He felt his whole nature expand and become imbued with intoxicating ambitions, as if hereafter he would be swept onward to ride through life triumphant, even as the boat was riding the sea, surmounting its mysterious depths and taking its unerring way in spite of buffeting of winds and beating of waves.

Still young, with renewed vitality, his hopes turned to the future, recognizing the tremendous scope for his energies which his own particular prospects presented. Often he stood alone in the prow, among the coils of rope, and watched the distance unroll before him, while the salt breeze played with his clustering hair and filled his lungs. He loved the long sweep of the prow, as it divided the water and cast it foaming on either side, in opaline and turquoise tints, shifting and falling into the indigo depths of the vastness around.

In thought he spanned the wide spaces and leaped still toward the future; before him the gray-haired mother who trembled to hold him once more in her arms, behind him the young wife waiting his return, enclosing him serenely and adoringly in her heart.

Each day while on shipboard, David wrote to Cassandra, voluminously. He found it a pleasant way of passing the hours. He described his surroundings and unfolded such of his anticipations as he felt she could best understand and with which she could sympathize, trying to explain to her what the years to come might hold for them both, and telling her always to wait with patience for his return. This could not be known definitely until he had looked into the state of his uncle's affairs—which would hereafter be his own.

Sometimes his letter contained only a review of some of the happiest hours they had spent together, as if he were placing his thoughts of those blessed days on paper, that they might be for their mutual communing. Sometimes he discoursed of the calamity he had suffered, the uselessness of his brother's death, and the cruelty and wastefulness of war. At such times he was minded to write her of the opportunity now given him to serve his country, and the power he might some day attain to promote peace and avert rash legislation.

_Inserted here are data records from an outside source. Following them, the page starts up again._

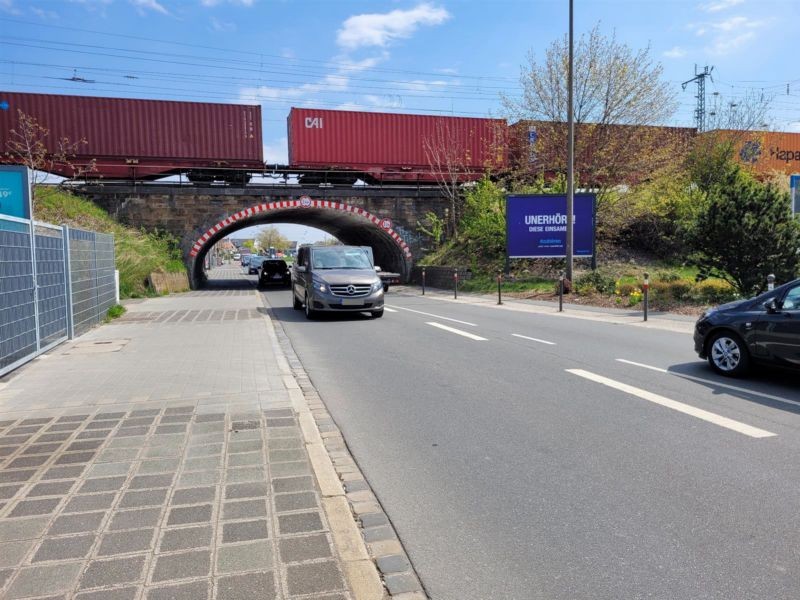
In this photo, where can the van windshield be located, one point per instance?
(340, 257)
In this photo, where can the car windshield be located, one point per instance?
(340, 258)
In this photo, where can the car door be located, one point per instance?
(779, 331)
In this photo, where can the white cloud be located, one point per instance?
(675, 52)
(153, 5)
(381, 29)
(718, 5)
(222, 26)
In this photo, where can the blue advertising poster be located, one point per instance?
(14, 192)
(536, 226)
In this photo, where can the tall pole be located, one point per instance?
(570, 154)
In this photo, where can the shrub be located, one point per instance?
(595, 281)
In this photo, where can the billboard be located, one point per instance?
(15, 192)
(536, 225)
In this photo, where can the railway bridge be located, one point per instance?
(382, 217)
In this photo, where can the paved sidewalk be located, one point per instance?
(166, 456)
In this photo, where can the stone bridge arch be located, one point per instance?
(350, 224)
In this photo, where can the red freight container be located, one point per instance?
(142, 138)
(392, 147)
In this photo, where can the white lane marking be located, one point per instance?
(457, 331)
(644, 366)
(699, 413)
(525, 337)
(436, 316)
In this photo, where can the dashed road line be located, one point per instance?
(436, 316)
(466, 334)
(699, 413)
(525, 337)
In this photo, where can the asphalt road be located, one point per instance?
(545, 467)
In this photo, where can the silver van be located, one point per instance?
(336, 279)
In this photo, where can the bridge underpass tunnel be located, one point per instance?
(349, 227)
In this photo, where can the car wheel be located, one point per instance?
(310, 312)
(728, 355)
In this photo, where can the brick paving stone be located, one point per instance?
(196, 590)
(151, 481)
(51, 488)
(194, 495)
(136, 519)
(243, 531)
(309, 547)
(196, 563)
(105, 484)
(299, 523)
(45, 579)
(297, 501)
(245, 557)
(313, 578)
(12, 553)
(22, 529)
(189, 514)
(401, 583)
(90, 502)
(185, 538)
(246, 587)
(246, 509)
(79, 523)
(292, 484)
(64, 472)
(246, 490)
(112, 572)
(134, 499)
(127, 593)
(29, 508)
(64, 548)
(126, 542)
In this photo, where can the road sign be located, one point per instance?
(536, 226)
(15, 192)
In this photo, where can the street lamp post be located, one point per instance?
(570, 153)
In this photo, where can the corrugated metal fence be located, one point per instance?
(73, 271)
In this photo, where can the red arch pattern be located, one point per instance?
(303, 203)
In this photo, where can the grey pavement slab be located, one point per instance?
(144, 474)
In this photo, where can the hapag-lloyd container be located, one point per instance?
(141, 138)
(394, 147)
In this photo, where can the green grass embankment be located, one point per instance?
(138, 253)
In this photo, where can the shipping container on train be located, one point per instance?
(144, 139)
(393, 148)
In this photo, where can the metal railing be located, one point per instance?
(52, 287)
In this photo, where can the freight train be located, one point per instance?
(126, 139)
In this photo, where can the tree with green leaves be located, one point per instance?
(745, 231)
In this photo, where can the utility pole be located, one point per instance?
(570, 155)
(700, 80)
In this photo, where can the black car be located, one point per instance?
(764, 329)
(274, 271)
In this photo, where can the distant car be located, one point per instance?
(255, 264)
(274, 271)
(764, 329)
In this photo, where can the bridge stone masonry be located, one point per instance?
(384, 218)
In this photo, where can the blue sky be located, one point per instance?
(446, 57)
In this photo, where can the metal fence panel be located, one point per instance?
(17, 307)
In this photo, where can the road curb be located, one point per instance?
(376, 564)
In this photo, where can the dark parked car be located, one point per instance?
(274, 271)
(254, 264)
(764, 329)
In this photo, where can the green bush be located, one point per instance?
(595, 282)
(712, 291)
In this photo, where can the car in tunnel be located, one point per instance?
(335, 279)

Never once did he allow an inadvertent word to slip from his pen, whereby she could suspect that she, as his wife, might be a cause of embarrassment to him, or a clog in the wheel of the chariot which from now on was to bear him triumphantly among his social friends or political enemies. Never would he disturb the sweet serenity that encompassed her. Yet well he knew what an incongruity she would appear should he present her now—as she had stood by her loom, or in the ploughed field at his side—to the company he would find in his mother's home.

Simple and direct as she was, she would walk over their conventions and proprieties, and never know it. How strange many of those customs of theirs would appear to her, and how unnecessary! He feared for her most in her utter ignorance of everything pertaining to the daily existence of the over-civilized circle to which the changed conditions of his life would bring her.

Much, he knew, would pass unseen by her, but soon she would begin to understand, and to wince under their exclamations of "How extraordinary!" The masklike expression would steal over her face, her pride would encase her spirit in the deep reserve he himself had found so hard to penetrate, and he could see her withdrawing more and more from all, until at last— Ah! it must not be. He must manage very carefully, lest Doctor Hoyle's prophecy indeed be fulfilled.